Daily briefs of the top news stories impacting Christians around the world.
In today's edition:
- Tunisia's Religious Police: 'Is This the Fate of Tunisia?'
- Nigeria: Bomb Blast in Kaduna Leaves at Least Eight Dead
- Mob Attacks on Iraqi Christian Businesses Raise Security Concerns
- Explorers Say They've Found Pieces of Noah's Ark
Tunisia's Religious Police: 'Is This the Fate of Tunisia?'
A "committee for the promotion of virtue and the prevention of vice" has been launched in Tunisia by radical Salafist groups to promote Islamic virtues -- an unofficial committee but one that government officials have failed to take action against and one that the Tunisian civil society doesn't have the political power to counter, Hudson New York reports. The committee of "self-appointed custodians of Islamic virtues" is aggressively taking action -- forcing women to abide by strict dress codes, assaulting intellectuals and filmmakers, and forbidding moderate Muslims from teaching or being on the radio, just to name a few instances. "Is this the fate of Tunisia?" an editorial in the Tunisian media outlet Investir en Tunisie asks. "Is this post-revolutionary Tunisia?"
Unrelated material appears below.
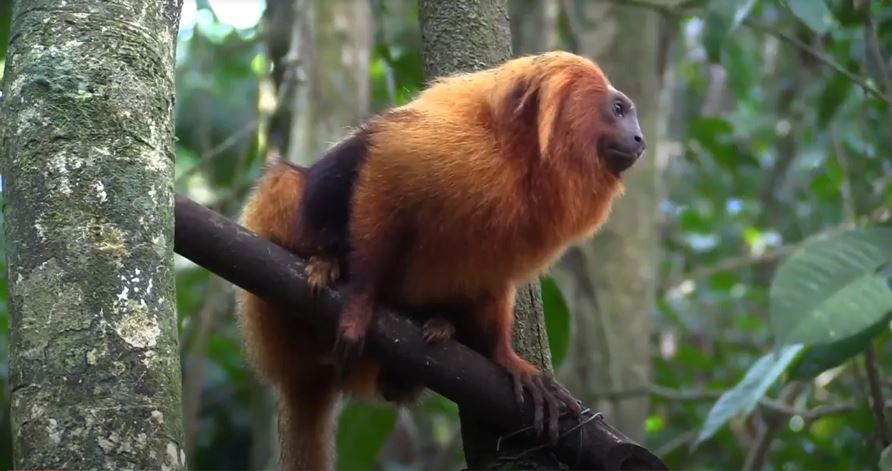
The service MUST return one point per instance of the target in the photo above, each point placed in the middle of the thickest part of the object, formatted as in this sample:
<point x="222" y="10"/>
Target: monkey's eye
<point x="618" y="109"/>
Nigeria: Bomb Blast in Kaduna Leaves at Least Eight Dead
A bomb blast rocked Kaduna, Nigeria, last week, leaving at least eight dead and many badly injured and causing extreme damage to properties and businesses, Christian Solidarity Worldwide reports. Eyewitnesses reported that the bombers were on motorcycles and heading toward a busy trading area when the explosion occurred. The Kaduna State police commissioner attributed the explosion to gas cylinders and batteries in the shops, but locals insist it was a bomb -- shops in the area don't sell gas and a battery explosion would not have caused such extensive damage. No group has claimed responsibility for the attack, but there are suspicions that the radical Islamist group Boko Haram may have been involved, said Andrew Johnston, advocacy director for CSW.
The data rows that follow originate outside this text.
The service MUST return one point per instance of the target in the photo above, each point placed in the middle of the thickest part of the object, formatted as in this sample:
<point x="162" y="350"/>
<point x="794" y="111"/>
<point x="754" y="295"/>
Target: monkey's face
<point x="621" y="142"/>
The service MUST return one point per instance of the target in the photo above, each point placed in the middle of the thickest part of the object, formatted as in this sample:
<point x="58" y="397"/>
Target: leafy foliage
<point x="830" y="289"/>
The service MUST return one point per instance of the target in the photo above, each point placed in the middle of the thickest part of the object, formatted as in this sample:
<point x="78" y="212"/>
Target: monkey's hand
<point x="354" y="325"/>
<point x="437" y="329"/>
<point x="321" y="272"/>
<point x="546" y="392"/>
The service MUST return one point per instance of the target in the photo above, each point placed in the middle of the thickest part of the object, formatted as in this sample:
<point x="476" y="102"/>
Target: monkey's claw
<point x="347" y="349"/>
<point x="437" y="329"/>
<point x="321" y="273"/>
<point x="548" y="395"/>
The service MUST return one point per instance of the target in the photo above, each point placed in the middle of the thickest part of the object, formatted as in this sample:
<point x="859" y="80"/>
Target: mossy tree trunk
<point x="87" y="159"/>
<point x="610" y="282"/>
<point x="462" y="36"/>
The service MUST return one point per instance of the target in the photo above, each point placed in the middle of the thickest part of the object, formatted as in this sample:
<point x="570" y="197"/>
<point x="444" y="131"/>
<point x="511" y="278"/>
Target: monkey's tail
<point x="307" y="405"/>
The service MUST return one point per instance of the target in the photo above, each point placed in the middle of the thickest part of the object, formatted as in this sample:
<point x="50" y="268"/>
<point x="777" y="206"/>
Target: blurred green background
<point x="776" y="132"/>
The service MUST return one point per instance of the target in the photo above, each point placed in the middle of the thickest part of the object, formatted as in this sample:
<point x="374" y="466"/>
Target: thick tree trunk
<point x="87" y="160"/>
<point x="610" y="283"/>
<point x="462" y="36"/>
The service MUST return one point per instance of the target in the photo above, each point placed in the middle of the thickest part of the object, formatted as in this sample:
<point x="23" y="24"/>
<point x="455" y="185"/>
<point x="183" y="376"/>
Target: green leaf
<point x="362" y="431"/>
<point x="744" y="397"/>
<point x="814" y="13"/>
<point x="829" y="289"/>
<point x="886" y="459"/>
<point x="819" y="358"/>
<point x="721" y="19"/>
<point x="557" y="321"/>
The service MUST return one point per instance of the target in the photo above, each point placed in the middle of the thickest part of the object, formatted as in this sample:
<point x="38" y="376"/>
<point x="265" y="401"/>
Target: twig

Mob Attacks on Iraqi Christian Businesses Raise Security Concerns
Recent attacks on Christian-owned businesses in northern Iraq by Muslim mobs have raised questions about the future safety of the country's shrinking Christian population, particularly as U.S. forces withdraw completely, Fox News reports. The attacks have received little international attention, but a Christian member of the Iraqi parliament confirmed that dozens of shops -- many Christian-owned -- were burned and destroyed across multiple cities. "The Iraqi Christians ... are living in fear," said U.S. Rep. Frank Wolf (R-Va.), who is pushing for the creation of a special religious freedom envoy in the region. "Now with the forces leaving ... I think the Iraqi Christians are going to go through a very, very difficult time." Juliana Taimoorazy of the Iraqi Christian Relief Council said it was "disturbing" that the U.S. government had not spoken out against the attacks. "We're on the verge of extinction," she said.
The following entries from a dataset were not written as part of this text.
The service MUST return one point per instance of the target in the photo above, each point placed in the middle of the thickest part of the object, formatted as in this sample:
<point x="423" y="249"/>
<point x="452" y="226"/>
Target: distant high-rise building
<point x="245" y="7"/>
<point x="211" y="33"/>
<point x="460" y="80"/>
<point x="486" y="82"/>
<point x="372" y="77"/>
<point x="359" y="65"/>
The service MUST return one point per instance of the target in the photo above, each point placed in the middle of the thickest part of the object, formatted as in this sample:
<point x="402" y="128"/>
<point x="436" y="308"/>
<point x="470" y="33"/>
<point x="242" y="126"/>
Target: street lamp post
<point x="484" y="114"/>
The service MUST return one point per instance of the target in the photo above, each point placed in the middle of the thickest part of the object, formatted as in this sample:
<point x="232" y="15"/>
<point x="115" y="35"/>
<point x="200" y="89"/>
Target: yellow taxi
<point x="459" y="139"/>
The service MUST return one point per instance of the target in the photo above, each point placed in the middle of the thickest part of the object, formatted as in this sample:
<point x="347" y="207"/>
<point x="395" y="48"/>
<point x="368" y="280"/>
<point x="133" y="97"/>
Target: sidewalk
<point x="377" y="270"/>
Explorers Say They've Found Pieces of Noah's Ark
A group of scientists say they have discovered two large sections of Noah's ark resting just below the surface atop Mount Ararat in Turkey, where the Bible says the ark came to rest, ASSIST News Service reports. The team of explorers used military satellite imaging and ground-penetrating radar technology to locate the ruins, which are buried under ice, and they believe the large object is wooden. "The evidence is overwhelming," said Daniel McGivern, a member of the team. "The mountain is treeless ... volcanic with gases. There is no conceivable way that you could have an object that big on a mountain. This is the large piece from Noah's ark." Tyler James of CBN News said that since there was no way to melt the ice to get to the ruins, the explorers' claim might never be verified, "but the discovery could provide a great opportunity to share the gospel."